Schön, nicht wahr? Es geht dann darum, dass eigentlich im Nationalpark Übernachten in Zelten überhaupt gar nicht und das im Freien eher auch nicht gestattet sei, aber in Anerkennung der „Tradition insbesondere der sächsischen Bergsteiger …, in bestimmten Bereichen des Nationalparks frei zu übernachten (zu boofen)“ es eben Ausnahmen gibt. Nach dem 121 Wörter langen oben zitierten Satz spürt man förmlich, wie sich dem beamteten Bekanntmachungs-Autoren die Fingernägel kräuseln beim Tippen des Wortes boofen… Zu allem Überfluss hat dann die Verwaltung, Ordnung muss sein, auch noch eine Karte mit den Boofen veröffentlicht – unter den Traditionalisten ein absolutes no-go. Andreas Z. hat die Problematik unaufgeregt und dennoch engagiert zusammengefasst.
Wir wollten ja, Regulation hin oder her, gar nicht boofen – aber beim Diebskeller erwischte uns der lange Arm der Gesetzeshüter dann doch.29 Meter lang, fünf bis acht Meter breit und zwischen zwei und vier Meter hoch ist das die größte Höhle der Sächsischen Schweiz. Auf ca. 230 m² lässt sich einiges arrangieren – einen Steinernen Tisch aus dem Jahre 1755 gibt es und eine Feuerstelle. Dort lag zwischen zwei Steine geklemmt ein Zettel: Laut §15 Sächs. Waldgesetz sind Rauchen und offenes Feuer im Wald verboten! So wie die Feuerstelle aussah, eher gutes Anmachpapier als ernst genommener Rechtshinweis (und bevor mich jetzt jemand falsch versteht: Feuer im Wald ist kreuzgefährlich – aber Lagerfeuer in Höhlen weit weg von Brennbarem ein menschheitsaltes Vergnügen).
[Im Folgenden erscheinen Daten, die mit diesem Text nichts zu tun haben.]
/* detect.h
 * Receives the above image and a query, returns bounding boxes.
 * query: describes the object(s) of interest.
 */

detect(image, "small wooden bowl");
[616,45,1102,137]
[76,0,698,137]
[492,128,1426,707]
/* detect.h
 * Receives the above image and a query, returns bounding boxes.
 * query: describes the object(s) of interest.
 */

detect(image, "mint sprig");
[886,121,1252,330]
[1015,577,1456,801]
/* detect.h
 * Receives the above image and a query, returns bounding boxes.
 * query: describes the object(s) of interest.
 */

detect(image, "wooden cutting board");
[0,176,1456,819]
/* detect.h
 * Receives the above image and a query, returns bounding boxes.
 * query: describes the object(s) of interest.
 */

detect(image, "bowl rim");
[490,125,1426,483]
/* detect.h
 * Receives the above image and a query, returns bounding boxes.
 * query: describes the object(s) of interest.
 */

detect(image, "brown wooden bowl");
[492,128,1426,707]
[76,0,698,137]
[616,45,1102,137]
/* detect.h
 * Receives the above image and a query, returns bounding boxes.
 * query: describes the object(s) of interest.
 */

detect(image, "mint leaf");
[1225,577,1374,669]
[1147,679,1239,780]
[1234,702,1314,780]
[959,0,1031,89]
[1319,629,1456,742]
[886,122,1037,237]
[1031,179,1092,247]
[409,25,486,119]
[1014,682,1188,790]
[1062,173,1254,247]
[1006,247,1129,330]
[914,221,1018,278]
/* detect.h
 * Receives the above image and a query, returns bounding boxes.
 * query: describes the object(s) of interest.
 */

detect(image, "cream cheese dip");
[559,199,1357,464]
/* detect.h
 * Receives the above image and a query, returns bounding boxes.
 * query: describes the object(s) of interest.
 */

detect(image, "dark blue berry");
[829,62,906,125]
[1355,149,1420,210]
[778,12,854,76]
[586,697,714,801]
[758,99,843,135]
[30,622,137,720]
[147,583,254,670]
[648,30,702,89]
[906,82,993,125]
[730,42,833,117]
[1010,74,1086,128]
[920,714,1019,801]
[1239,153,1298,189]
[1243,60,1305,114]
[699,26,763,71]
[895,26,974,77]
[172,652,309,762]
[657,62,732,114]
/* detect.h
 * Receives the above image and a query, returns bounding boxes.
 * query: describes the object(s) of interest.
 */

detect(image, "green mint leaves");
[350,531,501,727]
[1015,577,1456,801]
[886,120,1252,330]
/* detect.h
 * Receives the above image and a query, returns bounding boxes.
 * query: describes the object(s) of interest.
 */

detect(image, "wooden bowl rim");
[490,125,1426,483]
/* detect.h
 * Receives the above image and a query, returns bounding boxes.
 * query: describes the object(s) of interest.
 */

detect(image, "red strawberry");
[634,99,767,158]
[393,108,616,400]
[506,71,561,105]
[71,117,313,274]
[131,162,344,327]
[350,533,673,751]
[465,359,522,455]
Das letzte Wegstück bis Königstein ist weniger spektakulär. Aber Königstein selbst ist dann doch überraschend nett zu durchlaufen – vorbei an skurillen Holzschnitzereien, an fröhlich-feiernden Menschen im Garten, Wein trinkenden auf dem Balkon. Manchmal sieht man links die Festung, dann voraus den Lilienstein: Wer Königstein nur von der Durchfahrt kennt, erlebt es hier eindeutig von einer deutlich charmanteren Seite. Vielleicht sollten wie nochmal für einen Stadtbummel hierhin kommen…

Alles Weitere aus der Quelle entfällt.